The present invention has been made in view of the above circumstances, and the precipitation-hardened martensite-based stainless steel of the present invention has the following mass%, C: 0.030 to 0.065%, Si: 1.0 to 2.0%, Mn: 0.51 to 1.50%, P: 0.04% or less, S: 0.0020% or less, Ni: 4.0 to 10.0%, Cr: 11.0 to 18 .0%, Mo: 0.1 to 1.50%, Cu: 0.30 to 6.0%, Al: 0.005 to 0.2%, Sn: 0.003 to 0.030%, N: 0.001 to 0.015%, Ti: 0.15 to 0.45%, Nb: 0.15 to 0.55%, Ca: 0.0025% or less, Mg: 0.0001 to 0.0150%, O: Containing 0.01% or less, the balance is Fe and unavoidable impurities, and the formula (1) is satisfied. It is characterized in that (%) is 1.0 to 9.0.
Sn + 0.009Cu ≤ 0.06 ... (1)
δcal. (Vol.%) = 4.3 × (1.3Si + Cr + Mo + 2.2Al + Ti + Nb)-3.9 (30C + 30N + Ni + 0.8Mn + 0.3Cu) -31.5 ... (2)

The precipitation hardening martensitic stainless steel of the present invention preferably contains B: 0.0010 to 0.0020%.

The precipitation hardening martensitic stainless steel of the present invention preferably satisfies the formula (3).
Nb-Ti> 0 ... (3)

The method for producing the precipitation-curable martensite-based stainless steel of the present invention is the above-mentioned method for producing the precipitation-curable martensite-based stainless steel, which is Ni alloy scrap, iron scrap, stainless scrap, ferrochrome, ferronickel, and pure. Raw materials of nickel and metallic chrome are melted in an electric furnace, and then oxygen gas and argon gas are blown to decarburize and refine the refractory in an AOD or VOD furnace lined with slag or dolomite, and fresh lime is used. Add slag, Al, Si, CaO: 40-70%, SiO ₂ : 1-20%, Al _{2O 3} : 5-20%, MgO: 5-20%, F: 1-10%. After forming the composed CaO-SiO ₂ -Al _{2O 3} -MgOF system slag and desulfurizing and deoxidizing, the Ti source and Nb source are charged, and after refractory by the above AOD furnace or VOD, the LF step is performed. After adjusting the composition and temperature in the above, continuous casting is performed to produce a rectangular slag, which is then hot-rolled, and if necessary, cold-rolled and solidified and heat-treated.
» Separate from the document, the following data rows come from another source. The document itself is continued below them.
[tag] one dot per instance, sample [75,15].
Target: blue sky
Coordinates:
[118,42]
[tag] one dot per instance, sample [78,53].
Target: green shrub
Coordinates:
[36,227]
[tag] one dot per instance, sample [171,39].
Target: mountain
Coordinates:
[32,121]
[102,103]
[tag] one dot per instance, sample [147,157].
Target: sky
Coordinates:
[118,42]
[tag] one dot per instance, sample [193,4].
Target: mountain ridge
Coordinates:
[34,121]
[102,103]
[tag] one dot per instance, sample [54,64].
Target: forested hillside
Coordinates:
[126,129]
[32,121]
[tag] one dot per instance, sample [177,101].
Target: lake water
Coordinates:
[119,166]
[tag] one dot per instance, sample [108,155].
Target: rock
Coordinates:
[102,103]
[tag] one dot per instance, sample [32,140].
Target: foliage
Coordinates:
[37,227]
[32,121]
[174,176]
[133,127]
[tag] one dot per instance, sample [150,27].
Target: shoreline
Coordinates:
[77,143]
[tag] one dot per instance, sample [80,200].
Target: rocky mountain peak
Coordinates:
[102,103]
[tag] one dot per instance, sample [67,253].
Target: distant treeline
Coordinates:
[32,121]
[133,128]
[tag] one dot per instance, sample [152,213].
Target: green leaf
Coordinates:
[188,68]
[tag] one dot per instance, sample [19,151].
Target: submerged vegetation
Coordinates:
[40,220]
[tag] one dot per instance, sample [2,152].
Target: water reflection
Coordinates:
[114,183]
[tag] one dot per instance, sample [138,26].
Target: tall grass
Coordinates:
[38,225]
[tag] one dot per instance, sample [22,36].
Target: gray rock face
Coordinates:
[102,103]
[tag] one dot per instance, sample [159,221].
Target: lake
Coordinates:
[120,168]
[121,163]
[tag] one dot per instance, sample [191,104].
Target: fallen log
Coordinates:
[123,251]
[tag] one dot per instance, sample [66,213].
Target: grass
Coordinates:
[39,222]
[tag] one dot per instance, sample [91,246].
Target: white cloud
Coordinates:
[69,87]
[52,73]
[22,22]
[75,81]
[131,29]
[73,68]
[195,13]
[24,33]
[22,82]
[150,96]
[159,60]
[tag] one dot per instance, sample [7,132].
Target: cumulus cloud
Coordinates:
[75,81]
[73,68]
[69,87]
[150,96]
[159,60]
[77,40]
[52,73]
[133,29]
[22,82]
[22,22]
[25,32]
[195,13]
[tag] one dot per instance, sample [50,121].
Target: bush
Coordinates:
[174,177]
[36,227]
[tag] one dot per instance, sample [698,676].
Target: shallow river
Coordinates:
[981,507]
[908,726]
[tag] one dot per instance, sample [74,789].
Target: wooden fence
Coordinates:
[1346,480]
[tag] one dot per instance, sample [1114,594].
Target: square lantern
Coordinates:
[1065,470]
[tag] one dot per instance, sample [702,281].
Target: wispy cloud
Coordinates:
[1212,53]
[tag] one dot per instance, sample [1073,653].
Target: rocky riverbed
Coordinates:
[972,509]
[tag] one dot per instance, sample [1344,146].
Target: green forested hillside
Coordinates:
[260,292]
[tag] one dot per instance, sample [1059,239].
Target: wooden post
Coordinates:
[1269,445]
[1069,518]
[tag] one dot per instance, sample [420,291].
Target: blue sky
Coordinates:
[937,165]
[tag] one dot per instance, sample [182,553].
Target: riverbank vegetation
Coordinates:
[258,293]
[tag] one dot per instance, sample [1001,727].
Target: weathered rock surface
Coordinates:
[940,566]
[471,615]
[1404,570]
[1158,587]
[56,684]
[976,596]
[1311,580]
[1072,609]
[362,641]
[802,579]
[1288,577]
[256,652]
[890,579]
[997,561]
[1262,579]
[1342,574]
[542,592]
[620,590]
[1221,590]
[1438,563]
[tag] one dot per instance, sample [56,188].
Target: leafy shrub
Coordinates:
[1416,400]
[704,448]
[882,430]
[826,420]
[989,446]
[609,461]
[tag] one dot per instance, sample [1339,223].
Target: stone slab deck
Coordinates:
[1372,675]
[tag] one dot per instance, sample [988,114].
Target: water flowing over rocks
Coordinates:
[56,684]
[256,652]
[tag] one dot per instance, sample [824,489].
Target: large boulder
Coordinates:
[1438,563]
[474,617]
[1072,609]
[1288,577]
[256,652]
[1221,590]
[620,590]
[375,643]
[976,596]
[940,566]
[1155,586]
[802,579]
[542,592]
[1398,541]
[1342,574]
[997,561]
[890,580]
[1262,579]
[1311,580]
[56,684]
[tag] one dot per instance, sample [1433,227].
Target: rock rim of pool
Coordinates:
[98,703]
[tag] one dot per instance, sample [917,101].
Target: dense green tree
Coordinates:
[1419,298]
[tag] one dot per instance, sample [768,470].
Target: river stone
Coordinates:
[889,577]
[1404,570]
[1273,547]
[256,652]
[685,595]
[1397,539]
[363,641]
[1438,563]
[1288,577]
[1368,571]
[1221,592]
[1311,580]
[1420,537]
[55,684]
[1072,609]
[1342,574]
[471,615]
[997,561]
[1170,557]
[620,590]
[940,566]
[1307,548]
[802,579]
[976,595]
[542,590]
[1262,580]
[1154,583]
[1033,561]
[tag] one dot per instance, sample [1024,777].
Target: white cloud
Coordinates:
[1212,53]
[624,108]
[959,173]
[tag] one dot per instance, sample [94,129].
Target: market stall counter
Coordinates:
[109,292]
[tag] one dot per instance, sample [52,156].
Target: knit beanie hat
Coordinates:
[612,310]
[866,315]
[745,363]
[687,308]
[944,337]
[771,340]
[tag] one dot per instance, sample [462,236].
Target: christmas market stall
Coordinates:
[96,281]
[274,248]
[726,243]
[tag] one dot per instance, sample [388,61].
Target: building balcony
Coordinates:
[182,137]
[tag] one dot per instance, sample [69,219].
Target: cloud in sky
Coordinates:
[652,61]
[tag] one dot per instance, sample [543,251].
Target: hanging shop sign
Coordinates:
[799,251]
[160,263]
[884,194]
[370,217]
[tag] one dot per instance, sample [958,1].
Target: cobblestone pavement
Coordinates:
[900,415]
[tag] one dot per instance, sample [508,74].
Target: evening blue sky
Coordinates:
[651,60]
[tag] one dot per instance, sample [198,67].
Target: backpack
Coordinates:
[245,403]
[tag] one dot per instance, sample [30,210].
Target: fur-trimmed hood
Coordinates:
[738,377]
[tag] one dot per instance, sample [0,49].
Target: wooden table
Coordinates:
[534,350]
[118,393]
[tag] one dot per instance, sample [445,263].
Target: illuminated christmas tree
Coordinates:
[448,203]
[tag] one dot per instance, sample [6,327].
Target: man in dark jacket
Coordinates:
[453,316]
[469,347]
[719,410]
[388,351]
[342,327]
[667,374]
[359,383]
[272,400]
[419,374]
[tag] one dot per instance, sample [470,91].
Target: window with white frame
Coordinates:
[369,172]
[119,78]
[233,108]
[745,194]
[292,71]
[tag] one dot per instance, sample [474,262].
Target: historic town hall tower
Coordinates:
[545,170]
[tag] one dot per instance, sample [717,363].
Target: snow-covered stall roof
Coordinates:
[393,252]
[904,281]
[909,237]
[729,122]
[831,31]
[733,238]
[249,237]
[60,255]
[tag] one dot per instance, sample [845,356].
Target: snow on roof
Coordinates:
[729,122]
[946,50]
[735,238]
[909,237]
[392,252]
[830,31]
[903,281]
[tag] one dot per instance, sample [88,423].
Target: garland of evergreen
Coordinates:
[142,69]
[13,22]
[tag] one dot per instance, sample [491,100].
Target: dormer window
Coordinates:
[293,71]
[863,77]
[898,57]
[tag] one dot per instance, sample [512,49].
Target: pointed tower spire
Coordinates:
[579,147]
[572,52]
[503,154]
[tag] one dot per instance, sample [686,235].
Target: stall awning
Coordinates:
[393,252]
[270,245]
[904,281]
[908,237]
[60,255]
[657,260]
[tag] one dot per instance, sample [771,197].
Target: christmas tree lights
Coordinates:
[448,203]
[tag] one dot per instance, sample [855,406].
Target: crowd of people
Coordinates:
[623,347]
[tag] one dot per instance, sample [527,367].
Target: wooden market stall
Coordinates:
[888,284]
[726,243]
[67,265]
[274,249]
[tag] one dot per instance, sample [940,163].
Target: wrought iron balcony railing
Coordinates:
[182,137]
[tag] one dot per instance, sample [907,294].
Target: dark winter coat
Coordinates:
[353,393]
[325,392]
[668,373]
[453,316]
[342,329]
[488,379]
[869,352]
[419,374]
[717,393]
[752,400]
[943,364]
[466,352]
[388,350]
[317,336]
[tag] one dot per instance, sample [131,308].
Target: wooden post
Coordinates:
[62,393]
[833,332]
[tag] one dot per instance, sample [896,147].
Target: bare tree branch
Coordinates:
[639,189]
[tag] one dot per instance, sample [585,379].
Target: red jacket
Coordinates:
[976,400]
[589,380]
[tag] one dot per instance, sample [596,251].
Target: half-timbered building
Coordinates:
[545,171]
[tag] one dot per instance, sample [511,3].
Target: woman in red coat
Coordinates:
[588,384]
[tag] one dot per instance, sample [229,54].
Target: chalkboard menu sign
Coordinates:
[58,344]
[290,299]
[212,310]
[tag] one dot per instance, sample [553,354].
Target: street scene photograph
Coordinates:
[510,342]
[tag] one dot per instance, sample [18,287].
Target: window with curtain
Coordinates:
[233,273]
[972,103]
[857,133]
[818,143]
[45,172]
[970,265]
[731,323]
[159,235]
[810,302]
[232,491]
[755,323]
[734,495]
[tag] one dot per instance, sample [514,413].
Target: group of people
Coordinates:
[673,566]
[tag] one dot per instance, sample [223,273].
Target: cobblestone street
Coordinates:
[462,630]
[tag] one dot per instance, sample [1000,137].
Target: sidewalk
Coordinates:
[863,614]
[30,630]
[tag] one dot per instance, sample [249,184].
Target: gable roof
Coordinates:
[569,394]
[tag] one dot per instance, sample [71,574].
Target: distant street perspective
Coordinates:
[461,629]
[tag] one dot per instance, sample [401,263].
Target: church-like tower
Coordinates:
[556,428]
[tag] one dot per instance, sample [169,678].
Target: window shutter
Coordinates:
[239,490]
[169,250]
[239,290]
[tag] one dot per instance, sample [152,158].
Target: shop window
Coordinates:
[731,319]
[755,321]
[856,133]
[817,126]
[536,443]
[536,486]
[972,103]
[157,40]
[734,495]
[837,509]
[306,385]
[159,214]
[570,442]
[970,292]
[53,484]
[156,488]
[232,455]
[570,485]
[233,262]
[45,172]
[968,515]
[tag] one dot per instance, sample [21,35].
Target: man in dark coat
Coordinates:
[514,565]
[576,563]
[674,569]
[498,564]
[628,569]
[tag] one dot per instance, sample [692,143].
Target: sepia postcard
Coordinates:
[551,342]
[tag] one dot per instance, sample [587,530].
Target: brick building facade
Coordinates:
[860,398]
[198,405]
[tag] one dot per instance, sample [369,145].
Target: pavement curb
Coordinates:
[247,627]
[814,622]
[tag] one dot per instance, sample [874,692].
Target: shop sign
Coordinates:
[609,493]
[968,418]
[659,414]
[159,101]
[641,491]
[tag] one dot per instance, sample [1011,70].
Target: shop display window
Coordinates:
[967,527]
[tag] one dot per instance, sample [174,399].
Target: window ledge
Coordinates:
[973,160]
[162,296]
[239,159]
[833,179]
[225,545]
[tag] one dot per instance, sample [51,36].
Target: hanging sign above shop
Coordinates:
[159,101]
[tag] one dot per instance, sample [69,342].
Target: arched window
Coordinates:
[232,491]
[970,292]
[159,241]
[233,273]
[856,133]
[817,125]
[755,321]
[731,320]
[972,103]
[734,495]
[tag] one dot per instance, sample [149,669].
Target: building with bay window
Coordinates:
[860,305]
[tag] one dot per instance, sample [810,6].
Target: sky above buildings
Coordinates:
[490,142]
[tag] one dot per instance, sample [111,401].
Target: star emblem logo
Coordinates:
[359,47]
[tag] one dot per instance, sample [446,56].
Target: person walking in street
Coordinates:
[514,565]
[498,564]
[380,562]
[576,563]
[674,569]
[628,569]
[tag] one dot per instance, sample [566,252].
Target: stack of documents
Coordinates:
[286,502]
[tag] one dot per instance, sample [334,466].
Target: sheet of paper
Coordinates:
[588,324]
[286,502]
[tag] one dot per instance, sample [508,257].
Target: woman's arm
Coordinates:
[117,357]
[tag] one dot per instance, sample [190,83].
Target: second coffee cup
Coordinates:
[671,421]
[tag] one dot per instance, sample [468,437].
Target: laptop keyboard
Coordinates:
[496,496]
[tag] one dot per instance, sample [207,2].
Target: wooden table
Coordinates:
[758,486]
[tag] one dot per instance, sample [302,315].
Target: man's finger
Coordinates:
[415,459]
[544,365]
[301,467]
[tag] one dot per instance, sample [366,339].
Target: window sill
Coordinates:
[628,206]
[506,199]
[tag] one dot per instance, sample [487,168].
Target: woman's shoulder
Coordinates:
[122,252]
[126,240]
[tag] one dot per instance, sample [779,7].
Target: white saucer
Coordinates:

In the method for producing a precipitation hardening martensitic stainless steel of the present invention, it is preferable that the solidification heat treatment is performed at 900 to 1150 ° C.

(A) is a graph showing the influence of the amount of Si on the penetration depth, and (b) is a graph showing the influence of the amount of Si on the weld bead width. (A) is a graph showing the influence of the amount of Al on the number of unevenness of the weld bead, and (b) is a graph showing the influence of the amount of Ti on the number of unevenness of the weld bead. It is a graph which shows the influence of the addition amount of Ti, Nb on the number of unevennesses on a weld bead. It is a graph which shows the influence of the Cu amount on the welding crack generation in a ballest train test. It is a graph which shows the influence of the amount of Cu and Sn on the generation of welding cracks.

Welding of steel belts is generally performed by forming an I groove and performing one-pass welding without using a welding rod. After construction with the minimum required heat input, the weld bead is removed to the same thickness as the base metal on both the front and back, so-called bead cut is applied. However, recently, there is a strong tendency toward thickening, and thick belts that cannot be completed by one-pass welding, for example, steel belts having a plate thickness of more than 3.5 mmt, have been put into practical use. Furthermore, there is a strong demand for wider width, and 5ft. Wide belts have been put into practical use. When this happens, the idea of weldability has become stricter. It is the same as before that no welding rod is used, but the number of welding passes is 3 to 4 so that (1) defects such as cracks occur during welding even if the work is performed with a larger heat input than before. Not to do so, (2) Since the oxidation scale of the bead surface is removed between the passes, it is necessary that the occurrence of oxidation scale is small, the bead surface is smooth and the treatment is easy. It is required to be stable even if it is done by length. In particular, when the treatment of (2) is insufficient, welding defects are generated in the next pass, so improvement is required.

The inventors have conducted diligent research to solve the above problems. In order to impart excellent weldability, welding with a large amount of heat input is performed on a material with a thicker plate than before, and a composition that can secure weld crack resistance and bead shape while ensuring penetration is widely studied. rice field.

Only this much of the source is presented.